Background Trachinotus ovatus is a tropical-subtropical marine fish species. In recent years, the aquaculture industry of T. ovatus in China has developed rapidly, with key breakthroughs in breeding and cultivation technologies. However, With the expansion of aquaculture scale and the subsequent increase in feed demand, optimizing feed formulations to reduce production costs has become a crucial approach for enhancing economic returns in aquaculture.

Objective This study investigated the role of G-protein-coupled receptor 43 (GPR43) gene in energy metabolism in T. ovatus.

Methods Based on the GPR43 gene sequence, primers were designed to identify homologs and clone the coding sequence (CDS). Bioinformatics analysis was subsequently employed to investigate the structural characteristics of the gene and its encoded protein. To further elucidate the functional roles, both in vivo and in vitro experiments were conducted. In vivo, the expression levels of GPR43 in ten different tissues of T. ovatus were detected using quantitative real-time polymerase chain reaction (qRT-PCR). Furthermore, the effects of high-sugar feeding and starvation on the expression of this gene in liver and muscle tissues were analyzed. In vitro studies involved isolating primary hepatocytes from T. ovatus liver, which were then subjected to high-sugar and starvation treatments to assess their impact on gene expression.

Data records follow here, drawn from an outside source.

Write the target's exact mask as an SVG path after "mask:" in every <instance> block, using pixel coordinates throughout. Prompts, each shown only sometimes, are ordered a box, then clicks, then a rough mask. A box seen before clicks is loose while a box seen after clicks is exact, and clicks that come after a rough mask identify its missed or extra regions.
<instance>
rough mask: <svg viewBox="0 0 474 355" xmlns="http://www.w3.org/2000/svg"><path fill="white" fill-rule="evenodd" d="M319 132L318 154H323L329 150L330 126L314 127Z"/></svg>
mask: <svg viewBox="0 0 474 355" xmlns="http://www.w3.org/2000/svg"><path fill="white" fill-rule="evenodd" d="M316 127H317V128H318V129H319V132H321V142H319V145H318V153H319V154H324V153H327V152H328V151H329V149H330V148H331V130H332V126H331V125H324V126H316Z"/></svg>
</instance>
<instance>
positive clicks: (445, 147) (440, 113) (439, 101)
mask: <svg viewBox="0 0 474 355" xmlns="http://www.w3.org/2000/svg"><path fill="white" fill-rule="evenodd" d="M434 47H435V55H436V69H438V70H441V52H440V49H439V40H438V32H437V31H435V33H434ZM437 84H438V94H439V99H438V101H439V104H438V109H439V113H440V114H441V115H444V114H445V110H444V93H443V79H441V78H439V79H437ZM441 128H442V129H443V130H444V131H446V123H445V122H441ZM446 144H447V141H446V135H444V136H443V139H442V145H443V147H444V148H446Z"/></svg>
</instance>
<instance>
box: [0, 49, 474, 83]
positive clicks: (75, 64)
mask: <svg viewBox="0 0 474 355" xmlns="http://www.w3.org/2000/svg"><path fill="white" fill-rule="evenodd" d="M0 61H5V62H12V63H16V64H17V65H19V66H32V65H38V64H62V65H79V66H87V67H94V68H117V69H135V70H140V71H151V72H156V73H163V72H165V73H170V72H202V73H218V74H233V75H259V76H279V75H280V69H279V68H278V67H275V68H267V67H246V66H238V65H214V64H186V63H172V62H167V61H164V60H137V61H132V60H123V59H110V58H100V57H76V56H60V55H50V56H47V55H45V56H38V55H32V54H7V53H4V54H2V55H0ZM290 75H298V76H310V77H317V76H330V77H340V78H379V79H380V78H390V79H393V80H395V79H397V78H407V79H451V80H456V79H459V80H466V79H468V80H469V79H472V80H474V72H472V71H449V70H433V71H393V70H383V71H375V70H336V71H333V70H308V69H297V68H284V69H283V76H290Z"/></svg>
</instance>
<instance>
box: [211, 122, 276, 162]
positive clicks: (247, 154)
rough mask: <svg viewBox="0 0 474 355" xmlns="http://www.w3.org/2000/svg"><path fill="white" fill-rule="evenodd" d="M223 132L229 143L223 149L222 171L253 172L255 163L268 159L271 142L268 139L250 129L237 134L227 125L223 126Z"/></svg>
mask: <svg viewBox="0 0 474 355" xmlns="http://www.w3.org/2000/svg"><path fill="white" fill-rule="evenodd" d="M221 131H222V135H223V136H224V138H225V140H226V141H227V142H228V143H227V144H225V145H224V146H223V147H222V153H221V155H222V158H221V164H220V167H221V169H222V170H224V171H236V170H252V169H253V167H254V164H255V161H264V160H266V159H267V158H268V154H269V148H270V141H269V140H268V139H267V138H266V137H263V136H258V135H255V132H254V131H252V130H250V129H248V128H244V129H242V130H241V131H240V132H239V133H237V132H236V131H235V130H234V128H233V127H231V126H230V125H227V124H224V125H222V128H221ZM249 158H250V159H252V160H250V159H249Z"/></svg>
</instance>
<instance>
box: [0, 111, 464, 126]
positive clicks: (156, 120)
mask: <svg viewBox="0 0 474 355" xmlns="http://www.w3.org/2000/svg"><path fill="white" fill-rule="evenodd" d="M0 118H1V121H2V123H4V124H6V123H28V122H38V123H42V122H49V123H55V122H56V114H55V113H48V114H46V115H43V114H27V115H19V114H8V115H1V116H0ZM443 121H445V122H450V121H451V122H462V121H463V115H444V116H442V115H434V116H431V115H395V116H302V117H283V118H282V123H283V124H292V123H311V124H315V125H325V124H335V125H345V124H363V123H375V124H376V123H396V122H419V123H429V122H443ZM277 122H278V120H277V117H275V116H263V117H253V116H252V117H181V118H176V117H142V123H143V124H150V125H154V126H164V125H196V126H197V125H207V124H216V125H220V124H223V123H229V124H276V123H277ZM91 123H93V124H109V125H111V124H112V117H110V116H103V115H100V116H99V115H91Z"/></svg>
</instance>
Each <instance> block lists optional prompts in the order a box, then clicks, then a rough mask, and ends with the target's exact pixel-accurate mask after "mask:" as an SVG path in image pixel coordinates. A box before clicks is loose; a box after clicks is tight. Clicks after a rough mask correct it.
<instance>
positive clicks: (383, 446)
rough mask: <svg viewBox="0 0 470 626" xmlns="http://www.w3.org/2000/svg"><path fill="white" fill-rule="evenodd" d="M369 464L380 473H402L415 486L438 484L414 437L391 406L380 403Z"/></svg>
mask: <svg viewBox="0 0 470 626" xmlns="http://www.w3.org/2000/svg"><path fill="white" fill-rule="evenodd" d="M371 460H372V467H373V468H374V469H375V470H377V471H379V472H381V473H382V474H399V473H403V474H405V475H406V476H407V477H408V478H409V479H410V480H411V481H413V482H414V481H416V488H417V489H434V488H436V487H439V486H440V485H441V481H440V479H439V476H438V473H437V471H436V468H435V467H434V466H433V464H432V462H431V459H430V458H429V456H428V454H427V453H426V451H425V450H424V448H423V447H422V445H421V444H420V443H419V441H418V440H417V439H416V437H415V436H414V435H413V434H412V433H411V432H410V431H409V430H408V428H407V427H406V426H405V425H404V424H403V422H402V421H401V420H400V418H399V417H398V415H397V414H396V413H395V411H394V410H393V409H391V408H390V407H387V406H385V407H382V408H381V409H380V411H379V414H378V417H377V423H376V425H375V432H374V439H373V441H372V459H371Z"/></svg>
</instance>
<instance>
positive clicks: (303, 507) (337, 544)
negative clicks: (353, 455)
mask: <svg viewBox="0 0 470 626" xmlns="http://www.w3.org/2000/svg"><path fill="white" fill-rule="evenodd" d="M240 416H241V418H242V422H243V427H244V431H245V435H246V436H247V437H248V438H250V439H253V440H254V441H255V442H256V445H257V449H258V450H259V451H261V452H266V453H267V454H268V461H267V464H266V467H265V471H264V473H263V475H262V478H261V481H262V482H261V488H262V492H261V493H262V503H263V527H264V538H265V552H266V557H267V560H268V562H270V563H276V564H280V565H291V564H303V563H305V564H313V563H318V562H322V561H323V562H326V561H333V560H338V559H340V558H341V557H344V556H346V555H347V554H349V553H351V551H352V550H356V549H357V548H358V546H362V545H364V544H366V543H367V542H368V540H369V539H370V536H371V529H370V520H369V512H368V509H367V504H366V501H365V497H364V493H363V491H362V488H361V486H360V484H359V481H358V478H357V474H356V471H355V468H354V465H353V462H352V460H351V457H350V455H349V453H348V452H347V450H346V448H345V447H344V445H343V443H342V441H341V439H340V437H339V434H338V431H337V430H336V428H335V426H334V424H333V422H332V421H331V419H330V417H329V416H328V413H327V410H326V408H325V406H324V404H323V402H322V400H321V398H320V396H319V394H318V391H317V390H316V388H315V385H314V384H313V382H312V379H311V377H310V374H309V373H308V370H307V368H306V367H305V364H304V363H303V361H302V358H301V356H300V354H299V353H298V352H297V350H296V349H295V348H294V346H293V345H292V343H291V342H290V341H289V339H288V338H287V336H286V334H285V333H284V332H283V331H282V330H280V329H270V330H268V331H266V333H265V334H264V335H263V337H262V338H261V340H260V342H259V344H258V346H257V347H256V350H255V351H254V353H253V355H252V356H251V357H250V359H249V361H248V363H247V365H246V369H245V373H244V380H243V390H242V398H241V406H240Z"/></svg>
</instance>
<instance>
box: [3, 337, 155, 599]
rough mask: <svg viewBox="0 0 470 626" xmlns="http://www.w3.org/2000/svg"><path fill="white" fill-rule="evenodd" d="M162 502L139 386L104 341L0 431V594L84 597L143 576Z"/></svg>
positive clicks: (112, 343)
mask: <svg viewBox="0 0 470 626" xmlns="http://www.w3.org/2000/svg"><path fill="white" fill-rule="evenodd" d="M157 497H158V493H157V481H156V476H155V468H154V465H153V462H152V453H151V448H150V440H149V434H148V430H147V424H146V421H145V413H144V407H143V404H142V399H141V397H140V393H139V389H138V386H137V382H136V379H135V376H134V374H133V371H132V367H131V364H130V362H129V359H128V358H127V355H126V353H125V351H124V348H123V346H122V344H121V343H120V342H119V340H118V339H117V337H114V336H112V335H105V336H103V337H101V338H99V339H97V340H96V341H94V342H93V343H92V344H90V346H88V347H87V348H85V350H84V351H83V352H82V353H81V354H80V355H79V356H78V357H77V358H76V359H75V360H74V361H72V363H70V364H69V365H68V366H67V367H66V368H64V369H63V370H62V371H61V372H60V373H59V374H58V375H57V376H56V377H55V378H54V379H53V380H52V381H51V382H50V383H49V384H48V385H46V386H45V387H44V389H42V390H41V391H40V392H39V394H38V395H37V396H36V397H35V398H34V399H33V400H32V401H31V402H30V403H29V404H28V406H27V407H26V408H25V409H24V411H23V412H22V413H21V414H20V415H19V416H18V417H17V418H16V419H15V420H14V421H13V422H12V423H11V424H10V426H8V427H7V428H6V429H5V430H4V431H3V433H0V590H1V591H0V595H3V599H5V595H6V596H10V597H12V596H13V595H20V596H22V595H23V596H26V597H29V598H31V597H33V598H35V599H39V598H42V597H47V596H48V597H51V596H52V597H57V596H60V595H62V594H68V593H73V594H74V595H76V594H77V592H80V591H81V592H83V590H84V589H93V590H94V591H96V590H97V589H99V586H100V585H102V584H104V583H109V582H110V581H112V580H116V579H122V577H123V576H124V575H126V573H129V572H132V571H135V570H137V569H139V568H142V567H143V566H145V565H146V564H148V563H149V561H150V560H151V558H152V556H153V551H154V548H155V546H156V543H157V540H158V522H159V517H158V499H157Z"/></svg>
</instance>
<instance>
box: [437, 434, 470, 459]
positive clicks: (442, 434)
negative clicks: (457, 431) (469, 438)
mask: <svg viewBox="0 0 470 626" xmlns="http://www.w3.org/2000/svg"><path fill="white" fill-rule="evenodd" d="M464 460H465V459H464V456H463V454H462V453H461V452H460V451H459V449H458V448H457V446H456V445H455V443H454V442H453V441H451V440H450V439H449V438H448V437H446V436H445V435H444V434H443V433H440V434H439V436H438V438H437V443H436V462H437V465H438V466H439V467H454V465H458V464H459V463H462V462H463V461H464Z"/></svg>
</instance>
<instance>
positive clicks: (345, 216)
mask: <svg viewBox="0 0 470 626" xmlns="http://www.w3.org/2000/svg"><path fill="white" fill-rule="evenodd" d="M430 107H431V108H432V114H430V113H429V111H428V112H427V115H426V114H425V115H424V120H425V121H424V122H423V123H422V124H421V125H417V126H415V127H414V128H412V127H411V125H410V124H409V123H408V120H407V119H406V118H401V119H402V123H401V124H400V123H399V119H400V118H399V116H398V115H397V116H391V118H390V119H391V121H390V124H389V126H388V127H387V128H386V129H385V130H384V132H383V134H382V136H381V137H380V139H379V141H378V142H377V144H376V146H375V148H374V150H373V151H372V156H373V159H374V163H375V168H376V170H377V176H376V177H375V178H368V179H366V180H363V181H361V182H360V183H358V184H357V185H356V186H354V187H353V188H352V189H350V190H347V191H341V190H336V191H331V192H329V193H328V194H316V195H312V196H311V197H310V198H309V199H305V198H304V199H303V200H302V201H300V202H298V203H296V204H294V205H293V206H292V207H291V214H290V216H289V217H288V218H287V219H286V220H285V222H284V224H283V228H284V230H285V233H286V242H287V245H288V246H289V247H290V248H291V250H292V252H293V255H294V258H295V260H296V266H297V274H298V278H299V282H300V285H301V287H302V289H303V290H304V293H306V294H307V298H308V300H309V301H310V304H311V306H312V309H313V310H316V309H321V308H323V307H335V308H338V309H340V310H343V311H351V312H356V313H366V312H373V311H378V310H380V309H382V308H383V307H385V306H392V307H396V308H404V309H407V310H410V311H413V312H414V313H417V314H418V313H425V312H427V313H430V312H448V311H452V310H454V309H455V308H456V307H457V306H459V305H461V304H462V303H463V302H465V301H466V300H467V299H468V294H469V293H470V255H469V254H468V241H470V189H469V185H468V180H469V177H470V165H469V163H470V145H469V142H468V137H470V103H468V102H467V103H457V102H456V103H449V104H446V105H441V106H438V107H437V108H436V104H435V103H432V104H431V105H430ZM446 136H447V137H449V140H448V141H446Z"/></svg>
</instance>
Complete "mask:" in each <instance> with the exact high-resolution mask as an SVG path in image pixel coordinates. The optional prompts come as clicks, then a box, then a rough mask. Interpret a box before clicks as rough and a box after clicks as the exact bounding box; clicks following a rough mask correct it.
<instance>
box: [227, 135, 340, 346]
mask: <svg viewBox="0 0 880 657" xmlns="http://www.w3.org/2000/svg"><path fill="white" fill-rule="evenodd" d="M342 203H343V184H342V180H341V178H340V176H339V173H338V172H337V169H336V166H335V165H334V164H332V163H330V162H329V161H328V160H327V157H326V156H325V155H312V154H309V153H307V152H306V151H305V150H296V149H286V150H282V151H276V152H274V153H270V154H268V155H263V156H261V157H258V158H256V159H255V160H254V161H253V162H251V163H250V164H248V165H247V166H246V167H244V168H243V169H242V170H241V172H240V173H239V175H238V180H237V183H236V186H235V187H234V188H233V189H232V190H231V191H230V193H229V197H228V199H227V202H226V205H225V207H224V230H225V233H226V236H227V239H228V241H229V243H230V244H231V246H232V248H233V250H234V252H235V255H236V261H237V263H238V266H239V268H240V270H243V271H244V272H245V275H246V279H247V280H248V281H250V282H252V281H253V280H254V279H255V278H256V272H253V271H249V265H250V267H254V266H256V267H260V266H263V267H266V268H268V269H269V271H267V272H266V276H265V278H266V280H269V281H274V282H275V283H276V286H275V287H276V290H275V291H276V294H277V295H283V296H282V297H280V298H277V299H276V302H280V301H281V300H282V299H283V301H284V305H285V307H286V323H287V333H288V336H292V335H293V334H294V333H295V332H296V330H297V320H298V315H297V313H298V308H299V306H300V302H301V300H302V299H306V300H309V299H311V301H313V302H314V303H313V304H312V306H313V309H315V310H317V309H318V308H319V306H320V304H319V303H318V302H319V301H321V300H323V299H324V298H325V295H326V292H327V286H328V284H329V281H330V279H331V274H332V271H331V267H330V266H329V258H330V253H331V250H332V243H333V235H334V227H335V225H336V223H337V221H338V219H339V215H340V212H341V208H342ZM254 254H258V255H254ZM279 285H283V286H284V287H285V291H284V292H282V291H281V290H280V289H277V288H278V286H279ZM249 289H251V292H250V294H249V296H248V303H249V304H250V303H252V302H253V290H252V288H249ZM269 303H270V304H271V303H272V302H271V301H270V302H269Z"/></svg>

Results The CDS of T. ovatus GPR43 gene was 1011 bp, encoding 336 amino acids, and it functions as a receptor specifically recognizing short-chain fatty acids. Protein structure analysis revealed that T. ovatus GPR43 trotein contains seven transmembrane domains. Homology analysis indicated that T. ovatus GPR43gene shared high homology with GPR43 gene of the same species (amino acid similarity>86%) and was most closely related to T. anak. In contrast, its homology with mammals was relatively low (amino acid similarity was 50%). Tissue distribution analysis showed that GPR43 gene expression was the highest in the liver, followed by the intestine, brain, and muscle, and the lowest in the skin. In vivo results demonstrated that GPR43 gene expression in the liver and muscle of fish fed a high-glucose diet was generally lower than that in the starvation group. Similarly, in vitro experiments showed that GPR43 gene expression in primary hepatocytes treated with high glucose was lower compared to the starvation group, consistent with the in vivo trend.

Conclusion The results demonstrate that the expression levels of GPR43 gene in the liver and the muscle of T. ovatus are significantly modulated by dietary carbohydrate levels. These findings suggest that GPR43 gene plays a crucial role in sensing energy status and regulating lipid metabolism, thereby serving as a potential biomarker for energy homeostasis in this species. The present study provides significant reference value for reducing feeding costs, controlling body fat content, and improving flesh quality in T. ovatus aquaculture.